Evidence based medications in heart failure

It is important that an echocardiogram is carried out prior to commencing heart failure medication to assess the type of heart failure the patient is presenting with.

In all types of heart failure the following medications may be prescribed:

  • Diuretics to relieve congestive symptoms and fluid retention. The diuretic will be titrated up and down according to the symptoms.
  • β-blockers are recommended for all patients with left ventricular systolic dysfunction unless otherwise contra-indicated (asthma/bronchospasm). These are used to counter the effects of the sympathetic nervous system (SNS). The fall in cardiac output caused by the failing heart activates the SNS – a response aimed at elevating BP to ensure vital organ perfusion. This is mediated via the adrenergic system – the stimulation results in peripheral vasoconstriction (↑afterload), increased heart rate and myocardial contractility. Peripheral resistance means the heart has to work harder generating further stress on the ventricular wall. The increased heart rate means filling of ventricles and coronary arteries is less efficient.
  • Angiotensin Converting Enzyme inhibitors (ACEI)  and Angiotension Receptor Blockers (ARB) act  to block the effect of  Renin Angiotensin Aldosterone  system (RAAS)  Like the SNS, the RAAS is activated by sudden drop in BP or circulating volume (e.g. haemorrhage) with a response designed to preserve blood flow to the kidneys.  When the heart is failing the reduced cardiac output acts as a trigger to stimulate the RAAS as there is less circulating blood to the kidneys. The RAAS system works rapidly to raise BP and retain salt (Na) and water (H2O) in the following way.
  • Renin acts on angiotensin to produce angiotensin I. This is then converted to angiotensin II a vasoconstrictor which causes a rise in BP and the release of aldosterone. Aldosterone promotes the reabsorption of sodium and water. Aldosterone is also detrimental as it causes myocardial fibrosis. Antidiuretic hormone is also activated causing vasoconstriction and retention of water and sodium. Initially the effect is to increase the cardiac output but only for a short time  as the increased fluid volume  eventually means the heart has to work harder which eventually impairs the function further.
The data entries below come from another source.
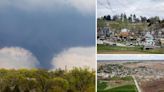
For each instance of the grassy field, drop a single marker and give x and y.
(124, 85)
(126, 88)
(101, 49)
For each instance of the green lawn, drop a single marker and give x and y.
(107, 48)
(101, 85)
(127, 85)
(125, 88)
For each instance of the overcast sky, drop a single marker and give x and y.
(139, 7)
(46, 27)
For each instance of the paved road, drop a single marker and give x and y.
(136, 83)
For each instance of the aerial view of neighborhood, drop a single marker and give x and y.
(130, 76)
(130, 34)
(129, 27)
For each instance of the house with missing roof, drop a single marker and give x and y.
(149, 42)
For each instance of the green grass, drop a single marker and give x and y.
(125, 88)
(128, 78)
(101, 85)
(107, 48)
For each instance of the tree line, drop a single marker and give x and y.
(42, 80)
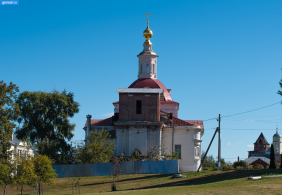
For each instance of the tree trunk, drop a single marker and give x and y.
(5, 189)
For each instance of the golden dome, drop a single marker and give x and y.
(147, 34)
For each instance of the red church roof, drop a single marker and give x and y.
(151, 83)
(104, 122)
(179, 122)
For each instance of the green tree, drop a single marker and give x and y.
(26, 172)
(43, 169)
(98, 148)
(7, 173)
(9, 111)
(209, 161)
(272, 158)
(45, 118)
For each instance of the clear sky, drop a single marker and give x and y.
(218, 57)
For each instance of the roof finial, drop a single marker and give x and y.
(147, 18)
(147, 34)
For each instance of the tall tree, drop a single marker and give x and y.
(272, 158)
(45, 118)
(9, 111)
(98, 148)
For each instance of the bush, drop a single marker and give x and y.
(239, 168)
(241, 164)
(250, 167)
(259, 166)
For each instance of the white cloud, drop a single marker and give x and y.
(109, 114)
Additionally heart failure patients may be prescribed

  • Anticoagulants
  • Aspirin
  • Intravenous inotropic agents can be used in the short term in acute heart failure.
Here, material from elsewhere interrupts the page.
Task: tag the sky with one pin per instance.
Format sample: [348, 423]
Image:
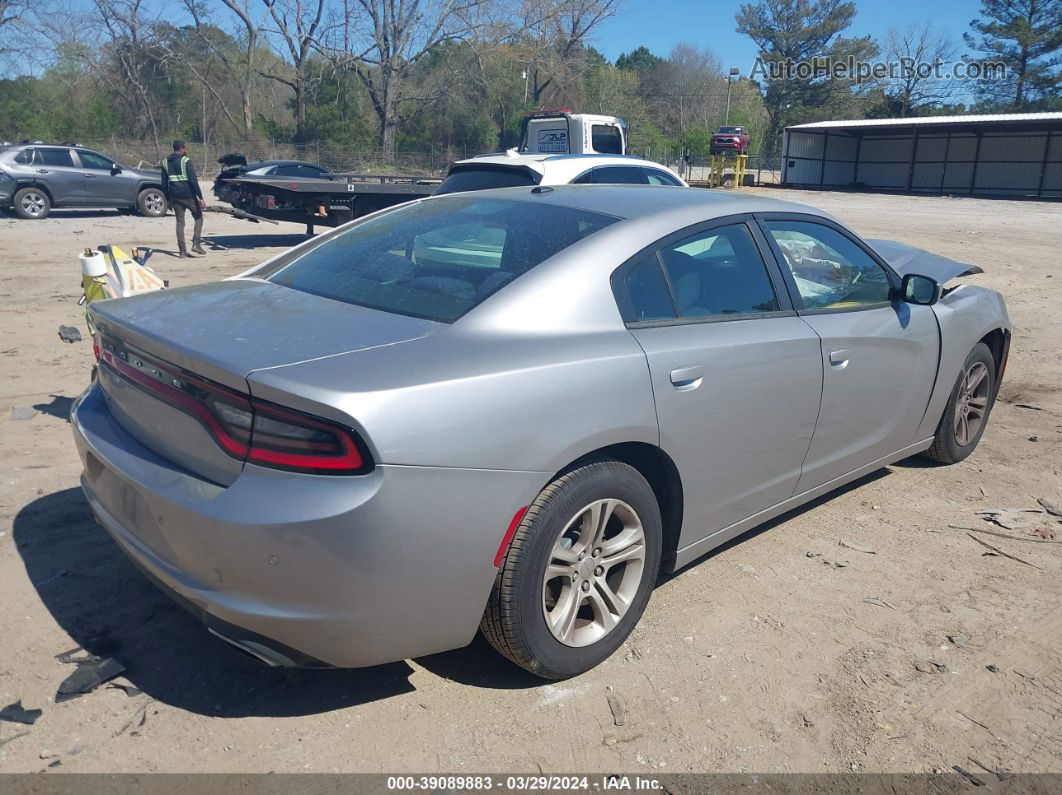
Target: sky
[660, 24]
Comprehensive NICE guidance (2010) on medications used in heart failure is available at the following link:

https://www.nice.org.uk/guidance/cg108/chapter/guidance

 

Promoting patient self-care

The nurse should ensure that patients and their families  are offered the following information:

  • Information about the disease and treatment, symptoms and context of daily activities.
  • Provide guidance about medications, their effects and side effects.
  • Provide guidance about non-drug treatment e.g. reduced-salt diet, daily weight measurement, physical activity, alcohol consumption, travel information, vaccines, smoking cessation and sexual activity.
  • Inform on how to seek help if there is any change in the patient’s condition.
  • If available refer to the heart failure specialist nurse service for ongoing monitoring and education. Evidence indicated that patients with support from a heart failure specialist nurse have shown increased survival, improved quality of life and fewer hospitalisations.

(Eikeland mfl. in Almås mfl. 2010, s. 229).